Bazen de, söyledikleri söylemek istedikleri olmuyor. Anlatamıyorlar. Çünkü dinleyenleri, düzeltenleri yok.

Öğrenme (hazineleri) imkanları kısıtlı.  Epi-topu birkaç kitap, gazete yazısı, mizah dergisi, tamamı bu. Üniversite amfilerinde kendilerine söz hakkı tanınmıyor. Ne varsa ne yoksa hocanın anlattıkları. Sonra da imtihan safhası. Sık sık sınavlar, sadece dersten geçebilmek için, hocanın istediklerini öğrenme telaşı. Kütüphaneler zayıf, yeterli çağdaş ve güncel bilimsel eserlerin kitaplığa girdiği yok, yada yeterli değil.

Yeni kurulan üniversiteler zaten hepten donanım, hoca ve kitap fakiri. Tartışmaya hazırlanamıyorlar. Okullarda verilen sadece öğreticinin dersi. Gençlerin sorumlu oldukları sadece derslerde öğretilenler. Kendi başlarına yapabileceklerini göstermek istediklerinde biber gazı ile karşı çıkılıyorlar. Hiç bir şeye güçlerinin yetmediği, kafalarının çalışmadığı gibi bir inancımız var. Onların tek başlarına hiç bir sorunu başaramayacakları inancımız var. Onlara fırsat vermek bir yana, kendilerinin yarattıkları imkanlarının da önüne geçiyoruz. Onların, bizden daha ileride, onların bizden daha demokrat olduklarını bir türlü kabullenemiyoruz. Problem onlar değil.  Bizleriz.

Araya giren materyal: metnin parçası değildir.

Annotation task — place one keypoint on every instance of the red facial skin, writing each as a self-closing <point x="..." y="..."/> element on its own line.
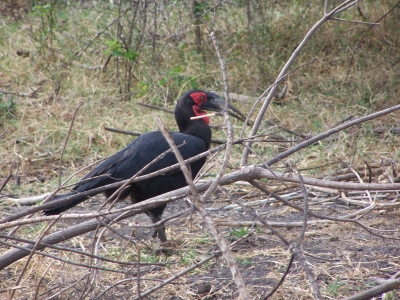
<point x="199" y="98"/>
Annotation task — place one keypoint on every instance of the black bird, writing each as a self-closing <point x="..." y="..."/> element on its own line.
<point x="194" y="137"/>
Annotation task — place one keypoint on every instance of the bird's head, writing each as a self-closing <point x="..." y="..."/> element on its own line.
<point x="195" y="102"/>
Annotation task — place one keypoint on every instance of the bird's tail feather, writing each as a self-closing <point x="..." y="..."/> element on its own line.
<point x="64" y="206"/>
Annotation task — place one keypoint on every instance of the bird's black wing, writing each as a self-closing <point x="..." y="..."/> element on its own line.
<point x="142" y="151"/>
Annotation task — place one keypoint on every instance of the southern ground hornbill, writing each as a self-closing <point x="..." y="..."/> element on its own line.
<point x="194" y="137"/>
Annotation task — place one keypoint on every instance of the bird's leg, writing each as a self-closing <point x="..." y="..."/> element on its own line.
<point x="160" y="231"/>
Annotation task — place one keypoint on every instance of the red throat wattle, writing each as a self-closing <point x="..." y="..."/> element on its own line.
<point x="199" y="98"/>
<point x="198" y="112"/>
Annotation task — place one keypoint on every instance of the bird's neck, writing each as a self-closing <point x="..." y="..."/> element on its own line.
<point x="198" y="128"/>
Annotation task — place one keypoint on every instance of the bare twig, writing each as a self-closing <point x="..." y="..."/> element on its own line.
<point x="285" y="69"/>
<point x="237" y="276"/>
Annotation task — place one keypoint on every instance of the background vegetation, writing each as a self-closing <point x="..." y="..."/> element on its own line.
<point x="113" y="55"/>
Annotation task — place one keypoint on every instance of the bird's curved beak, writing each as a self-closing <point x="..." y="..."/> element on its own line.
<point x="215" y="103"/>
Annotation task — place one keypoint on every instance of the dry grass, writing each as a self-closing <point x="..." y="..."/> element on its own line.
<point x="343" y="257"/>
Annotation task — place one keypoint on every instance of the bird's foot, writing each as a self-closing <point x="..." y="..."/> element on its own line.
<point x="160" y="232"/>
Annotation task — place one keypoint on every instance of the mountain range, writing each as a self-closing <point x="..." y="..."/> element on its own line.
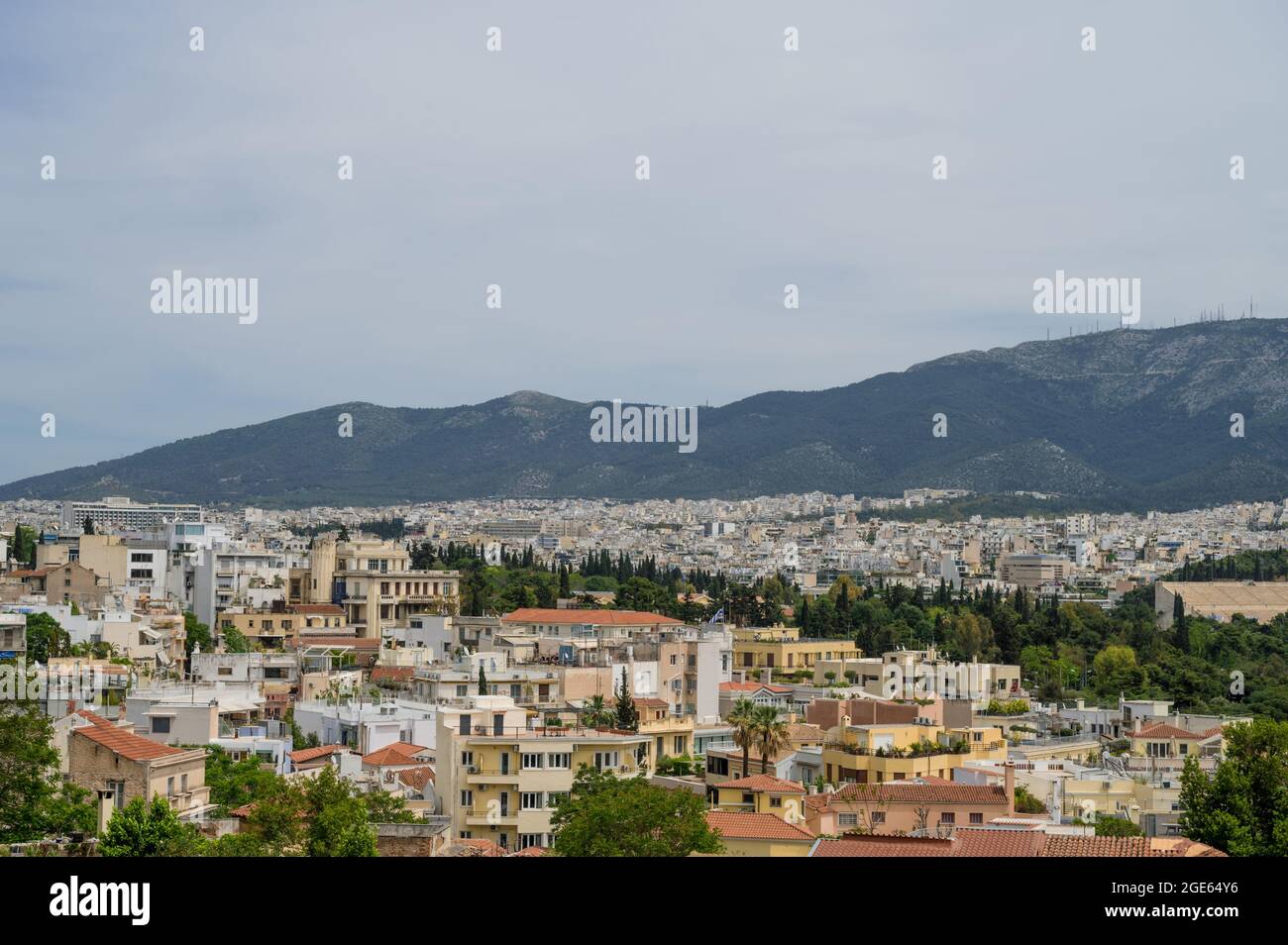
<point x="1116" y="419"/>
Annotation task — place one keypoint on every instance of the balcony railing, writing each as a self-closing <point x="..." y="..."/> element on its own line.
<point x="548" y="731"/>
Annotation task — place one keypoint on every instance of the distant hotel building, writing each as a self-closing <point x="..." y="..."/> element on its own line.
<point x="1033" y="572"/>
<point x="120" y="512"/>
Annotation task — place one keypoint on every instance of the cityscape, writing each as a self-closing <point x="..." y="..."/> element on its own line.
<point x="711" y="432"/>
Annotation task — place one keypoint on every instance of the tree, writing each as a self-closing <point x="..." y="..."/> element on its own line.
<point x="197" y="634"/>
<point x="149" y="829"/>
<point x="336" y="817"/>
<point x="604" y="815"/>
<point x="1243" y="807"/>
<point x="46" y="639"/>
<point x="772" y="734"/>
<point x="742" y="717"/>
<point x="1116" y="827"/>
<point x="627" y="717"/>
<point x="235" y="641"/>
<point x="1025" y="802"/>
<point x="595" y="713"/>
<point x="235" y="783"/>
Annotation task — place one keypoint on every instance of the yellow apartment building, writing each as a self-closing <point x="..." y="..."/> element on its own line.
<point x="763" y="793"/>
<point x="784" y="648"/>
<point x="669" y="737"/>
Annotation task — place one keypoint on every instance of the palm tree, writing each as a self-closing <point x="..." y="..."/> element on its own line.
<point x="771" y="734"/>
<point x="742" y="717"/>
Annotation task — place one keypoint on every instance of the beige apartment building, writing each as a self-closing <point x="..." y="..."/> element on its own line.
<point x="1033" y="572"/>
<point x="498" y="779"/>
<point x="117" y="765"/>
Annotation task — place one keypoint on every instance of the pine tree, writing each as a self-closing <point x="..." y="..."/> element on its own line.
<point x="627" y="716"/>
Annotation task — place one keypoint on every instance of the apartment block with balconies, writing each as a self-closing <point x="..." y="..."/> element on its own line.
<point x="500" y="778"/>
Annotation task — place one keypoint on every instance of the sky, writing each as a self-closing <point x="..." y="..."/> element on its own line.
<point x="518" y="168"/>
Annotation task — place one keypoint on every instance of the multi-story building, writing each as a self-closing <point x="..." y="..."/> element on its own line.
<point x="784" y="648"/>
<point x="13" y="636"/>
<point x="1033" y="572"/>
<point x="497" y="778"/>
<point x="877" y="753"/>
<point x="117" y="765"/>
<point x="123" y="514"/>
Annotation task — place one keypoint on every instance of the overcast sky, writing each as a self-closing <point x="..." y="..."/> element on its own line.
<point x="518" y="167"/>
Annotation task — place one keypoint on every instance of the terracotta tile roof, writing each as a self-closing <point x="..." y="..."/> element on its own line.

Onları anlamak için hiç bir çabamız yok. Sadece bizlere muti olsunlar, sadece bizlerin söylediklerini yapsınlar ve sadece bizim gibi düşünsünler istiyoruz. Oysa, bizler; onlar gibi düşünmemiz, çağı onlar gibi anlamaya çalışmamız gerektiğini bir anlasak, sorunu belki de temelden çözeceğiz.

Bizim, doğduğumuz dünyanın üzerinden, Altmış “dünya yılı” geçti. Mantalitesine vukufiyet kuramadığımız, yeni bir asrı yaşıyoruz ve/maalesef asrı idrak edemiyoruz. Anlayamadığımız bu. Sorun bu.

Hiç yorum yok:

Yorum Gönder

Aslan, Fare.. Kedi...

  Aslanın sindiği, sinmek yanlış oldu, köşesine çekildiği zamanlarda, farelerin kükremesi doğaldır. Fare kükreyince yine doğal olarak, kedi ...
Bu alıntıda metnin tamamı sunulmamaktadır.